Master Data Management: challenges and basics

A Master Data Management system is the single point of truth of all data company-wide. The problem we want to manage is related to unifying and harmonizing ambiguous and discordant information coming from multiple sources of the same organization. Every single piece of information can be replicated across several systems and referenced by different identifiers.
Data can be labeled in many ways and take separate routes from the acquisition to the utilization step.

We will proceed here by providing a sample scenario that happens in real cases.

A reference scenario: banking and insurance companies

A banking institution is usually surrounded by myriads of data coming from many different directions.

Typically, we can mention much more than the following divisions within such organizations: Private Banking, Insurance Services, Legal & Compliance, Asset Management, Id Services, Real Estate.

Those areas need to communicate across subsidiaries, external services, and government agencies for regulation purposes.

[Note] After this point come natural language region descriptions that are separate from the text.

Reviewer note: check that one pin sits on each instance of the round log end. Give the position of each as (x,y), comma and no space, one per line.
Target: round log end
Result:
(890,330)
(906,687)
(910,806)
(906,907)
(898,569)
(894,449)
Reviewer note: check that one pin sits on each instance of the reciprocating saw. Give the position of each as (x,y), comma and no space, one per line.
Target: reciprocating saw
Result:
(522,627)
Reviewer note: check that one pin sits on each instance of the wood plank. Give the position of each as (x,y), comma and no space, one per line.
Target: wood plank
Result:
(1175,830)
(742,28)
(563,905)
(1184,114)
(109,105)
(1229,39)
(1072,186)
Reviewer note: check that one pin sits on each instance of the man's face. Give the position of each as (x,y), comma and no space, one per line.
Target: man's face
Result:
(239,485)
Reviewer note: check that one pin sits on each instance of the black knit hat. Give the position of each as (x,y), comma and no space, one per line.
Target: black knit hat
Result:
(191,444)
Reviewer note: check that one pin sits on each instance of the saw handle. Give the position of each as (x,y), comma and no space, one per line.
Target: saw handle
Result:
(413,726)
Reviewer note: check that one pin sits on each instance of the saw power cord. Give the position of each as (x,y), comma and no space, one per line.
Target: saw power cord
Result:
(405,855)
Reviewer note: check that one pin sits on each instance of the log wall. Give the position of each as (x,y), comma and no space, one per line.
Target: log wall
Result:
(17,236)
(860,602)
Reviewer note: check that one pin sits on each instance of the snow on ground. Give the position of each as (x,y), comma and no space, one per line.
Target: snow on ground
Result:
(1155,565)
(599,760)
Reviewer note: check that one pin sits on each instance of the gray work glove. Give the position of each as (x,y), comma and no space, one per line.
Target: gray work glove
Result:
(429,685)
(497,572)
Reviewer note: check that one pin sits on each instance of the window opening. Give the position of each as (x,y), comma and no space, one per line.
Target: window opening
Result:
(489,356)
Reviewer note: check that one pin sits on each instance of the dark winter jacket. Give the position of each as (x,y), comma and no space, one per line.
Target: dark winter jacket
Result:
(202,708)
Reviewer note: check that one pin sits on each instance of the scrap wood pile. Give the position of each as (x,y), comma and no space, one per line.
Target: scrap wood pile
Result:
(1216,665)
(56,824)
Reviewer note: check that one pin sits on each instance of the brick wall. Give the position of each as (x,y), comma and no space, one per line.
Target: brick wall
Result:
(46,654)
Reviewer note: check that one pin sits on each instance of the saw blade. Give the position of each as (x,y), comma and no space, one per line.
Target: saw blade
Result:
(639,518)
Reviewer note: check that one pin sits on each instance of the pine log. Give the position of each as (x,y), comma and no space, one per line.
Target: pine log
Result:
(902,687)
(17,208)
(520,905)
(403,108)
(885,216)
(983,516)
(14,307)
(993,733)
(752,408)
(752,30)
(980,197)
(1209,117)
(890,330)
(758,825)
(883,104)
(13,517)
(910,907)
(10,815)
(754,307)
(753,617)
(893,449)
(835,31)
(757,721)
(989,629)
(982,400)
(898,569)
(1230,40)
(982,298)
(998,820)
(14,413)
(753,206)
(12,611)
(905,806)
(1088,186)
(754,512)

Each of those items corresponds to a separate data management system that gathers information about a bunch of business entities and turns them into contracts, services, transactions, and whatever is necessary to accomplish the business.

In reality, each division within the organization has a separate life. They are developed by different suppliers, shifted over time, rely on different technologies, they’re managed by people having divergent backgrounds and usually, they don’t even share the same vocabulary BUT they are making all the same business.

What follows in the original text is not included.